Question

Solve: $4{{x}^{2}}-3x-7$

Answer 1

Hint: In the question we are given a quadratic equation. To solve this we will use the method of factorisation or middle term splitting to simplify our given equation and then we will find the roots of our given equation.
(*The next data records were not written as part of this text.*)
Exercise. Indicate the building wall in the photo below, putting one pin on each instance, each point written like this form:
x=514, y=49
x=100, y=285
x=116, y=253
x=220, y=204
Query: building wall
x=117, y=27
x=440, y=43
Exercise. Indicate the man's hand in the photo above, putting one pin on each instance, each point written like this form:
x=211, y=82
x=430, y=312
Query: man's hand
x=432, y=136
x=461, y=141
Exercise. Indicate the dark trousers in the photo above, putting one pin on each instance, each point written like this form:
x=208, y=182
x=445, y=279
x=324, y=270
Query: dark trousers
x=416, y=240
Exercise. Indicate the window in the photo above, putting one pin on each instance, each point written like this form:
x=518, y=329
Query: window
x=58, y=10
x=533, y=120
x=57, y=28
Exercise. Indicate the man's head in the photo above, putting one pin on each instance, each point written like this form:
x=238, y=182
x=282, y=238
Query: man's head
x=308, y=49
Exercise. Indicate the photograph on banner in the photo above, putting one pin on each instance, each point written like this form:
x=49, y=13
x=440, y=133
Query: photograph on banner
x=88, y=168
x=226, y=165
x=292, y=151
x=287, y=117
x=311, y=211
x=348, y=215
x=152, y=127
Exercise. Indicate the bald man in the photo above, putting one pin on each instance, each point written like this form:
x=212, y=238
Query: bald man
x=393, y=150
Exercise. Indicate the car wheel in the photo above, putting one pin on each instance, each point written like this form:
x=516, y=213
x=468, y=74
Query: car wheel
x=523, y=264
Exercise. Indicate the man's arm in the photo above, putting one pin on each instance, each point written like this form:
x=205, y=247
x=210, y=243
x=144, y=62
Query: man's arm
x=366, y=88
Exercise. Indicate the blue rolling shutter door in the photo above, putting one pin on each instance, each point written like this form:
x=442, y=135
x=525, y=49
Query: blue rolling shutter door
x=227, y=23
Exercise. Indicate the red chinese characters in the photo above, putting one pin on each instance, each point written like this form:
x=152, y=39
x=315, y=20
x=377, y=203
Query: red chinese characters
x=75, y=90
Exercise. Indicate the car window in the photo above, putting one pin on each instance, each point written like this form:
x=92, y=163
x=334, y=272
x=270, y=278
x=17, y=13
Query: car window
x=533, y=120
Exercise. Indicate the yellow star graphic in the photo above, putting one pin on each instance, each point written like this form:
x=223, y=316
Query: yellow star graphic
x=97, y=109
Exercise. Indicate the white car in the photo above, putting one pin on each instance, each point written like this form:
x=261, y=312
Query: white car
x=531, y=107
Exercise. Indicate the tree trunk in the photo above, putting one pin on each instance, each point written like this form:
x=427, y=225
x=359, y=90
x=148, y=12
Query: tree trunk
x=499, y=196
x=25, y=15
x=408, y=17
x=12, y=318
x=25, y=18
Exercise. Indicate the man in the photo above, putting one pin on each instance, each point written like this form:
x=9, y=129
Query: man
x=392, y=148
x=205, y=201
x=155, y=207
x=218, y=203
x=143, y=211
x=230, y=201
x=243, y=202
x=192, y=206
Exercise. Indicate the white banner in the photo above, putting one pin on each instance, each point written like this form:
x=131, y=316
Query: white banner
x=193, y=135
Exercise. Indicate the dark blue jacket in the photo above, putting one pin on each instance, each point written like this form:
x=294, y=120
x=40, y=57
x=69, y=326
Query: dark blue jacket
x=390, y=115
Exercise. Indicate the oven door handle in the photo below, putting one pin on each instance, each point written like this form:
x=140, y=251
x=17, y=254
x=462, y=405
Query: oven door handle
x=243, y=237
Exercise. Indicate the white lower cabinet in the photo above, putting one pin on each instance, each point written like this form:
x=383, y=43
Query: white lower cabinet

Complete step by step answer:
In the question we are given a quadratic equation:
$4{{x}^{2}}-3x-7$
We will solve this quadratic equation using factorisation or middle term splitting
In the quadratic equation we will split middle term that is $-3x$ in two terms such that if we will add or subtract these terms we will get $-3x$ and if we multiply these terms then we will get product of other two terms $4{{x}^{2}}\times -7=-28{{x}^{2}}$
So we will split $-3x$ as $4x$ and $-7x$
If we add these two terms we will get $-3x$
$4x+(-7x)=-3x$
And if we multiply these two terms we will get $-28{{x}^{2}}$
$4x\times -7x=-28{{x}^{2}}$
Now we will replace $-3x$ with $4x-7x$
$-3x=4x-7x$
So our equation becomes.
$4{{x}^{2}}+4x-7x-7$
Now we will try to make factors of these equations.
$\begin{align}
  & 4{{x}^{2}}+4x-7x-7 \\
 & \Rightarrow 4x(x+1)-1(x+1) \\
 & \Rightarrow (4x-1)(x+1) \\
\end{align}$
If we substitute this equation equal to $0$
$4{{x}^{2}}-3x-7=0$
We can also write it as
$(4x-1)(x+1)=0$
Which will give us two conditions.
That are
Either $4x-1=0$ or $x+1=0$
If $4x-1=0$ then
$4x-1=0$
Transposing $1$ to right hand side
$\Rightarrow 4x=1$
Transposing $4$ to the right hand side.
$\Rightarrow x=\dfrac{1}{4}$
$\therefore x=\dfrac{1}{4}$ is the root of our given equation.
If $x+1=0$
Transposing $1$ to the right hand side.
$\Rightarrow x=-1$
$\therefore x=-1$ is the root of our given equation.
So there are two roots of our given quadratic equation and that are
$x=\dfrac{1}{4}$ And $x=-1$
Hence $x=\dfrac{1}{4}$ and $x=-1$ is our required solution.

Note:
A quadratic equation can have a maximum of two roots. There is a possibility that a quadratic equation has only one root or does not have any root. We can solve quadratic equations using three methods named as factorisation or middle term splitting, discriminant method and completing the square.